V. (II.) Comme l’enseignait Osthanes, il y a plusieurs espèces de magie : la magie emploie l’eau, les boules, l’air, les étoiles, les lampes, les bassins, les haches, et beaucoup d’autres moyens ; toutes pratiques qui promettent la divination, et en outre les colloques avec les ombres et les enfers. De notre temps, l’empereur Néron a eu la preuve que ces choses n’étaient que vanité et chimères. En effet, non moins que pour les chants de la cithare et de la tragédie, il se passionna pour la magie : quel excitant que la plus haute des fortunes humaines avec les vices profonds de l’âme ! Avant tout il désira de commander aux dieux, et rien chez lui ne fut plus magnanime. Jamais personne ne prodigua plus d’encouragements à un art ; pour cela rien ne lui manquait, ni richesses, ni pouvoir, ni intelligence pour apprendre, ni le reste, dans un naturel qui fatigua le monde. C’est une preuve immense, indubitable, de la fausseté de cet art, que Néron y ait renoncé. Et plût au ciel qu’il eût consulté sur ses soupçons les enfers et tous les dieux qu’on voudra, plutôt que d’avoir remis son odieuse inquisition aux prostituées et aux suppôts de mauvais lieux ! Il n’y a point de superstition, quelque barbare et farouche qu’on la suppose, qui n’eût été plus douce que les pensées qui l’agitaient. Par là, et d’une façon plus sanglante, il peupla d’ombres nos demeures.

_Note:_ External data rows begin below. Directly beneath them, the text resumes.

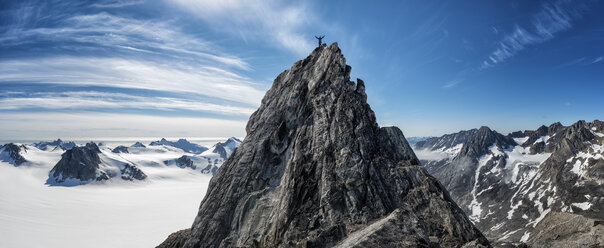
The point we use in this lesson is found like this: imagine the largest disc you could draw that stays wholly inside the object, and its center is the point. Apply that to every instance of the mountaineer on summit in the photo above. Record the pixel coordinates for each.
(320, 38)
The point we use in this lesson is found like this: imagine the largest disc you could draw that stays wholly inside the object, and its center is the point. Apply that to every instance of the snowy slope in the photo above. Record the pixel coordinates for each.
(508, 185)
(110, 213)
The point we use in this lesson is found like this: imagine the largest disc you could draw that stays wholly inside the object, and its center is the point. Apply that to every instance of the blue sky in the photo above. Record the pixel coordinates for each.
(187, 68)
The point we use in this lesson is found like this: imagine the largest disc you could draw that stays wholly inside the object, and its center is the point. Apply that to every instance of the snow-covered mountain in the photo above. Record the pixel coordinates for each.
(77, 165)
(57, 144)
(542, 187)
(413, 140)
(183, 144)
(11, 153)
(86, 164)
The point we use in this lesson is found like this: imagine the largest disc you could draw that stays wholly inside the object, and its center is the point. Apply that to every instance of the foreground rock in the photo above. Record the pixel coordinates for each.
(226, 148)
(522, 187)
(315, 170)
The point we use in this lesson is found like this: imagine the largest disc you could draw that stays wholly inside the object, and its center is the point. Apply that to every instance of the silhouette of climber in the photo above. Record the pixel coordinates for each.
(320, 38)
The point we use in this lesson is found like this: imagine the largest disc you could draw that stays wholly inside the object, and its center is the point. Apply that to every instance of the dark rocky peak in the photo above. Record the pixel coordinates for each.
(315, 170)
(57, 144)
(482, 140)
(446, 141)
(554, 128)
(185, 161)
(80, 163)
(182, 144)
(569, 140)
(138, 144)
(130, 172)
(120, 149)
(225, 148)
(11, 153)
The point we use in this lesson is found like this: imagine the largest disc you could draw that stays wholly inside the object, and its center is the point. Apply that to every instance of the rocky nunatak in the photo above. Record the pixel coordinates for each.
(542, 187)
(315, 170)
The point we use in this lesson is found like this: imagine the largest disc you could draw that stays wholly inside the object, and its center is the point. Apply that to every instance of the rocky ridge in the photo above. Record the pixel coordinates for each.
(11, 153)
(544, 174)
(315, 170)
(83, 164)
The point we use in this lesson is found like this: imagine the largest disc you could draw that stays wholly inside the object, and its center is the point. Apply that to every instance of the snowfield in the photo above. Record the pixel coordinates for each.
(111, 213)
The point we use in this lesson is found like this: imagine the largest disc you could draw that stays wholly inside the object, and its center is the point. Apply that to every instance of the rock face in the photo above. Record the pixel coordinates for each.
(85, 164)
(120, 149)
(11, 153)
(315, 170)
(510, 185)
(57, 144)
(131, 172)
(80, 163)
(182, 162)
(226, 148)
(442, 149)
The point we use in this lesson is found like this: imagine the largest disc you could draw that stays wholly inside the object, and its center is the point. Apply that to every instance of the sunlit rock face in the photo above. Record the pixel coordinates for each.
(516, 187)
(315, 170)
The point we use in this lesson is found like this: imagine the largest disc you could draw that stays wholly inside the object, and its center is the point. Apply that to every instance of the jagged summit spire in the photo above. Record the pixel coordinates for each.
(315, 170)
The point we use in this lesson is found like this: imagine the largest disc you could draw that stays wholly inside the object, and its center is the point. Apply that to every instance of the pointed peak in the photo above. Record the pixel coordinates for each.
(484, 129)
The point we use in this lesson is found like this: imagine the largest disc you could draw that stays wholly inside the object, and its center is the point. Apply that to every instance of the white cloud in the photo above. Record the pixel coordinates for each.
(552, 19)
(106, 30)
(280, 23)
(116, 72)
(24, 126)
(107, 101)
(451, 84)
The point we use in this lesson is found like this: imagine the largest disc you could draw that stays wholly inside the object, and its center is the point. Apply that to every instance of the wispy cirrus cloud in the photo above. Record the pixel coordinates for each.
(553, 18)
(113, 101)
(104, 30)
(279, 23)
(452, 84)
(78, 124)
(138, 74)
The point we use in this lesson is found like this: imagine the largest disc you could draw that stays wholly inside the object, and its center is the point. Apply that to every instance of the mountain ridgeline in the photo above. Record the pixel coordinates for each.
(542, 187)
(315, 170)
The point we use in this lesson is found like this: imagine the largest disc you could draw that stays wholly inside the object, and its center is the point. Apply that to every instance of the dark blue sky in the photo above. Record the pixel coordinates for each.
(199, 68)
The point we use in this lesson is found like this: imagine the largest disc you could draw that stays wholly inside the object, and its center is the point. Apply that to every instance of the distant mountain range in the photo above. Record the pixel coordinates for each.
(535, 186)
(71, 165)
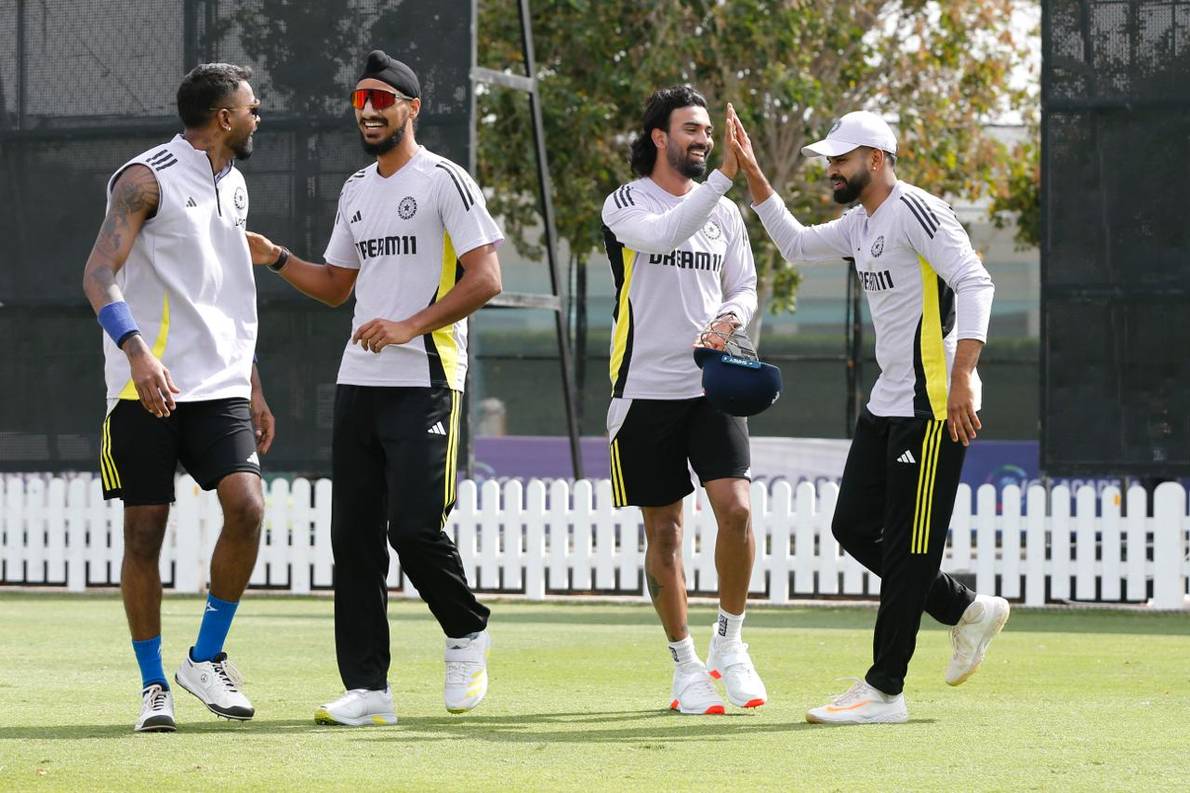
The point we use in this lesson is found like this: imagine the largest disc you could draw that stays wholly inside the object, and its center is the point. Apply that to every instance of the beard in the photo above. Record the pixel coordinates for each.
(683, 163)
(242, 149)
(384, 145)
(850, 192)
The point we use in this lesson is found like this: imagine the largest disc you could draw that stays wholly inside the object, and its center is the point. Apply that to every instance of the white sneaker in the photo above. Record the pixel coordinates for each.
(467, 672)
(215, 682)
(694, 693)
(728, 661)
(970, 638)
(156, 710)
(357, 707)
(862, 704)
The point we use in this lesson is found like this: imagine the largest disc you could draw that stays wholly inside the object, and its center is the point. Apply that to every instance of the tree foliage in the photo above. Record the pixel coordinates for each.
(790, 67)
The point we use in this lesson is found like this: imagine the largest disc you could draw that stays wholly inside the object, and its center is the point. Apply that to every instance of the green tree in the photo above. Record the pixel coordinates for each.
(790, 67)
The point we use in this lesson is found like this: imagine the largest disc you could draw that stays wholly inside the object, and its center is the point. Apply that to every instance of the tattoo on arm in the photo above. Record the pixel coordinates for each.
(135, 199)
(655, 586)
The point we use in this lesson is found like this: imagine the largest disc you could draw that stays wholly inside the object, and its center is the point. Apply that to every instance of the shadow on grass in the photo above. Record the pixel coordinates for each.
(650, 726)
(1058, 620)
(644, 726)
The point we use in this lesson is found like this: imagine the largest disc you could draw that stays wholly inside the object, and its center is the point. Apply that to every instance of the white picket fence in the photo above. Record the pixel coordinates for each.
(561, 538)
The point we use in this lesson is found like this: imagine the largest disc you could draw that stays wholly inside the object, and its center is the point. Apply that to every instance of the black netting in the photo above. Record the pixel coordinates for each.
(63, 132)
(1116, 245)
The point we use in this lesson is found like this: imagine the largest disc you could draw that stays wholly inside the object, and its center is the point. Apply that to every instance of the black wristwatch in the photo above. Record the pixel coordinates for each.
(282, 260)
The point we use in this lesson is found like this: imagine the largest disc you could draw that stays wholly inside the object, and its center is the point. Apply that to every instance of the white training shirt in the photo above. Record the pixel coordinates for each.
(677, 261)
(405, 235)
(188, 279)
(913, 257)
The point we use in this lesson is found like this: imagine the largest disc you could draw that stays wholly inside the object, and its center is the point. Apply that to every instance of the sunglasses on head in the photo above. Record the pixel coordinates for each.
(255, 110)
(380, 98)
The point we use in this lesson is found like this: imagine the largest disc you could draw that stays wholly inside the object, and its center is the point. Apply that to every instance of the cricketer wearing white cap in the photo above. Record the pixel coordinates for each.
(855, 130)
(931, 299)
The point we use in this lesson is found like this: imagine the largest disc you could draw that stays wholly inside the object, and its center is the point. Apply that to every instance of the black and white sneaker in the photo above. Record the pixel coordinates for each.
(156, 710)
(215, 682)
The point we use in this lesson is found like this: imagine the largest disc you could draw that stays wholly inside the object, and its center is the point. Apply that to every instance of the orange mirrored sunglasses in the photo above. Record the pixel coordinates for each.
(380, 98)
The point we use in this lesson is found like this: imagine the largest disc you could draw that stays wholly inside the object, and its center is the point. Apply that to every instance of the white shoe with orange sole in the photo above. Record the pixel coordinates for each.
(694, 692)
(730, 662)
(860, 704)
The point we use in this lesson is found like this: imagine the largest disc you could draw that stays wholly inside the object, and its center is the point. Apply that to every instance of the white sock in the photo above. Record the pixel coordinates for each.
(730, 626)
(683, 651)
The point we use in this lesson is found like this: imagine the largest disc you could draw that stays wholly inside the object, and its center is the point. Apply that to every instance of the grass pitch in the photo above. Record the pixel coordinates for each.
(1066, 700)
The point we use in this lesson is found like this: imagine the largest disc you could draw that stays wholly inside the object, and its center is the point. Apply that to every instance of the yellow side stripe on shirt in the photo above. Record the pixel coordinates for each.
(933, 351)
(158, 348)
(924, 509)
(444, 337)
(622, 323)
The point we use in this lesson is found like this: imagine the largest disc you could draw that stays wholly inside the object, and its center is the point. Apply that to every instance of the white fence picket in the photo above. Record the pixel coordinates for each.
(300, 537)
(985, 539)
(1135, 544)
(56, 537)
(1034, 547)
(35, 531)
(534, 541)
(1084, 543)
(581, 526)
(512, 553)
(1010, 542)
(562, 537)
(1170, 524)
(1109, 543)
(76, 536)
(960, 531)
(1059, 543)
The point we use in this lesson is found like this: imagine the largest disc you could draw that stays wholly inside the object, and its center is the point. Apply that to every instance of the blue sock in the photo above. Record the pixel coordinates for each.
(149, 660)
(213, 630)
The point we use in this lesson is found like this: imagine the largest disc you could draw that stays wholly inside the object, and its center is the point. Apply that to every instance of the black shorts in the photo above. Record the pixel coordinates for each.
(139, 453)
(396, 448)
(652, 439)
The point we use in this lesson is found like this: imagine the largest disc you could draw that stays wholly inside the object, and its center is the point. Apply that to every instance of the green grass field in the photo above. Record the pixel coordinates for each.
(1066, 700)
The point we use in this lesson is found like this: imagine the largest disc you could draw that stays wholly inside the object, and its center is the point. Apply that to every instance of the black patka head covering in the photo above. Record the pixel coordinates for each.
(388, 69)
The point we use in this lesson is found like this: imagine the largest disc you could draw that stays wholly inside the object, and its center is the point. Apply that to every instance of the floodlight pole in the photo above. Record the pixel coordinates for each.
(552, 301)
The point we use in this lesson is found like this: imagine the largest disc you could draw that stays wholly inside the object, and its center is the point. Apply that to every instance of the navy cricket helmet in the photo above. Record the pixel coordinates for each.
(734, 380)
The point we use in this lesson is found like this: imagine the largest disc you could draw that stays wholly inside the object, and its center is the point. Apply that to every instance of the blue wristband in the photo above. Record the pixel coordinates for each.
(117, 322)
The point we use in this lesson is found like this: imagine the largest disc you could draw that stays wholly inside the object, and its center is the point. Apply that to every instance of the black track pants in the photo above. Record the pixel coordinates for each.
(893, 516)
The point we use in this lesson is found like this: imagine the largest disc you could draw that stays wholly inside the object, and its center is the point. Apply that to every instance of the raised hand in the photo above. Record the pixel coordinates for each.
(731, 166)
(262, 249)
(741, 143)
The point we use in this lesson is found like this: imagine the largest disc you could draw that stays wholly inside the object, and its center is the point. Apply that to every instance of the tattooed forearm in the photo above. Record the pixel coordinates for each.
(655, 586)
(135, 199)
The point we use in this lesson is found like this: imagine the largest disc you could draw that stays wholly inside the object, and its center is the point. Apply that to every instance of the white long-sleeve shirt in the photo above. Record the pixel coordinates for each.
(926, 289)
(677, 261)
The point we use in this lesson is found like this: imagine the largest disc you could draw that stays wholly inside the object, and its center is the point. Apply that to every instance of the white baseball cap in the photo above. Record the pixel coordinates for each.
(853, 130)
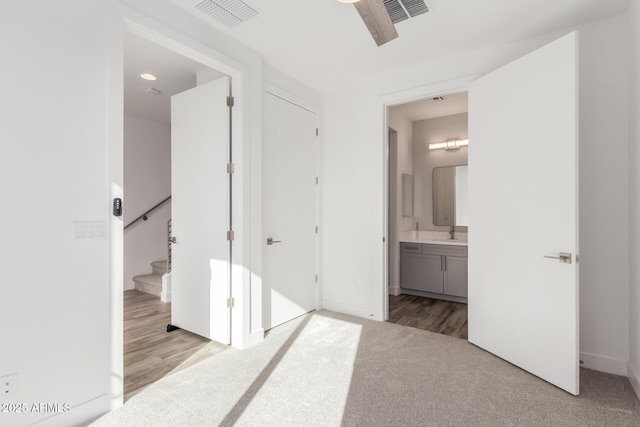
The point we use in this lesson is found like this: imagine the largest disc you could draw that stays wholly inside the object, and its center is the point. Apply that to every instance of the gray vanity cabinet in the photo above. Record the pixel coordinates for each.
(437, 269)
(456, 276)
(422, 272)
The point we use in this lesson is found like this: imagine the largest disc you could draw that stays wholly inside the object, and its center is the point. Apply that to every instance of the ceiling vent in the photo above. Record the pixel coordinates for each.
(227, 12)
(399, 10)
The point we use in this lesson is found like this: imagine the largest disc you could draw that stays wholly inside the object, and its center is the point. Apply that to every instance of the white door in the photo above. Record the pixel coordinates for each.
(523, 200)
(289, 210)
(200, 217)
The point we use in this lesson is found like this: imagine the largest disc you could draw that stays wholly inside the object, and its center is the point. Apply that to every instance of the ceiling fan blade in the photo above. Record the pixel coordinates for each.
(377, 20)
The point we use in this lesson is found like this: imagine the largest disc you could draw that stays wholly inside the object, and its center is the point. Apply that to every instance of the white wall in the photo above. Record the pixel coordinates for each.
(428, 131)
(604, 209)
(147, 181)
(353, 159)
(403, 164)
(54, 171)
(634, 198)
(64, 296)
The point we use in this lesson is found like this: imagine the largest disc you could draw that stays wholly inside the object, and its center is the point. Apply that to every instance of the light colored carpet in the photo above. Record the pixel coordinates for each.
(328, 369)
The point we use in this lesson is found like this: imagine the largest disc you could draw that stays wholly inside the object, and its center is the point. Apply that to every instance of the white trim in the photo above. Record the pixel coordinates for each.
(165, 294)
(78, 415)
(605, 364)
(389, 100)
(347, 309)
(633, 379)
(256, 336)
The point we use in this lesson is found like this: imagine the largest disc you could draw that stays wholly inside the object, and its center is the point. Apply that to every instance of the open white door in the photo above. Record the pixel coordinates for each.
(523, 200)
(289, 210)
(200, 143)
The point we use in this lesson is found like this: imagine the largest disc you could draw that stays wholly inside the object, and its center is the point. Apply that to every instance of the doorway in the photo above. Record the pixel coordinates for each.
(153, 74)
(427, 211)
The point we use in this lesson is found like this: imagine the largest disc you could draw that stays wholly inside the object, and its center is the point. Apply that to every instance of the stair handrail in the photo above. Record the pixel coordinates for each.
(144, 215)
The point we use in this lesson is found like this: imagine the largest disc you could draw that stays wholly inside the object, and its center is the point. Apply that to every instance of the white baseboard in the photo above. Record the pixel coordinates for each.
(79, 415)
(349, 309)
(395, 291)
(604, 364)
(256, 336)
(633, 379)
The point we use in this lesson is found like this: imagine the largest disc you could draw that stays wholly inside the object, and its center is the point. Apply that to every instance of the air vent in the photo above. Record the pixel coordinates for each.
(227, 12)
(396, 11)
(400, 10)
(415, 7)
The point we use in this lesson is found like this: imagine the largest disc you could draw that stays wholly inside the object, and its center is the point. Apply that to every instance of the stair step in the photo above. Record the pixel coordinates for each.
(149, 283)
(159, 267)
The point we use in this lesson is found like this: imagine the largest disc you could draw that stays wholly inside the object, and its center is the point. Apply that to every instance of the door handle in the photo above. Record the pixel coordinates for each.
(564, 257)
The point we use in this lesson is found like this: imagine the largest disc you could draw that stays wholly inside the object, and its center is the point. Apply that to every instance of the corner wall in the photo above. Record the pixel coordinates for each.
(604, 187)
(55, 173)
(404, 164)
(633, 368)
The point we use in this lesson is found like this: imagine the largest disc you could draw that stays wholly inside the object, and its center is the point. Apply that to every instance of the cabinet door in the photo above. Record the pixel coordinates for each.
(422, 272)
(456, 276)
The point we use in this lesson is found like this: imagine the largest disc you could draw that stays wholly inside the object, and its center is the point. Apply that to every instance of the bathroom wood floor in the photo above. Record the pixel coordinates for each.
(150, 352)
(443, 317)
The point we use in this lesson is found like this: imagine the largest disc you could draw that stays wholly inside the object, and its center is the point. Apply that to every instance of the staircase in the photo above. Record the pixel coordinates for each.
(152, 283)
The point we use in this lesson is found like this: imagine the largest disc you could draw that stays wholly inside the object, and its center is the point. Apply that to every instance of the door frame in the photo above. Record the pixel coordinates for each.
(315, 109)
(447, 87)
(246, 141)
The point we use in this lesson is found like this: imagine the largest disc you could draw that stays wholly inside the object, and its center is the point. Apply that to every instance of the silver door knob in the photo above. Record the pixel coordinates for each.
(564, 257)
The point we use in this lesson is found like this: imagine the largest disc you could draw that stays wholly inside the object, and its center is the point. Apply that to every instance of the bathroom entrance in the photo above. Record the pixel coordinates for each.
(428, 214)
(523, 199)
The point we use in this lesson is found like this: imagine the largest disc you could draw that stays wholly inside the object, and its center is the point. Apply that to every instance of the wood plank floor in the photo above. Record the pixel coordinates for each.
(150, 352)
(443, 317)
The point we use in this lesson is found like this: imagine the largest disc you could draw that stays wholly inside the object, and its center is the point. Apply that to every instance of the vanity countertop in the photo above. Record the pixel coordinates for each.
(434, 237)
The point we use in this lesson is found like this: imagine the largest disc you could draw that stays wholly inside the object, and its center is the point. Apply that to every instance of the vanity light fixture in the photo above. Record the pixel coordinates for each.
(453, 144)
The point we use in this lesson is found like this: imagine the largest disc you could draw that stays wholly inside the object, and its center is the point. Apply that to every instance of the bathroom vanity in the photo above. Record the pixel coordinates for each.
(434, 266)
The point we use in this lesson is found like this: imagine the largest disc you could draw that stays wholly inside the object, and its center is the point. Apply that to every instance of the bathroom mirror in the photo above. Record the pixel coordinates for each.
(450, 195)
(407, 195)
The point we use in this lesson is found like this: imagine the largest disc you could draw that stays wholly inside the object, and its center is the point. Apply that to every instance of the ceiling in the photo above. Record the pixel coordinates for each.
(428, 108)
(324, 42)
(175, 74)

VI. Les magiciens ont certaines défaites : ainsi ils disent que les dieux n’obéissent 1 pas ou ne se laissent pas voir à ceux qui ont des taches de rousseur. Serait-ce là l’obstacle qui arrêta Néron ? Du côté du corps, rien ne lui manquait. Quant au reste, il lui était loisible de choisir les jours convenables, facile d’avoir des brebis complètement noires, agréable même d’immoler des hommes. Le mage Tiridates était venu le trouver à Rome, apportant dans sa personne le triomphe d’Arménie, et, à cause de cela, foulant les provinces sur son passage. Il n’avait pas voulu aller par mer, parce que les mages regardent comme interdit de cracher dans la mer, et de souiller cet élément par quelques-unes des excrétions nécessaires à l’humanité. Il avait avec lui amené des mages, il avait initié Néron à des festins magiques ; et cependant l’empereur, qui lui donnait un royaume, ne put recevoir de lui l’art de la magie. Soyons donc bien persuadés que c’est une chose détestable, impuissante, vaine, ayant pourtant quelques secrets trop réels ; mais alors ce n’est plus l’art de la magie, c’est l’art des empoisonnements. Qu’on se figure les mensonges des anciens mages, puisque le grammairien Apion, que nous- même avons vu dans notre jeunesse, a écrit que la plante cynocéphalie (XXV, 80), appelée en Égypte osirites, est propre à la divination et bonne contre tous les maléfices, mais que si on l’arrache tout entière, celui qui l’arrache meurt aussitôt ; que lui-même avait évoqué des ombres pour interroger Homère sur sa patrie et sur ses parents : toutefois il n’osait pas publier ce qu’il prétendait lui avoir été répondu par le poète.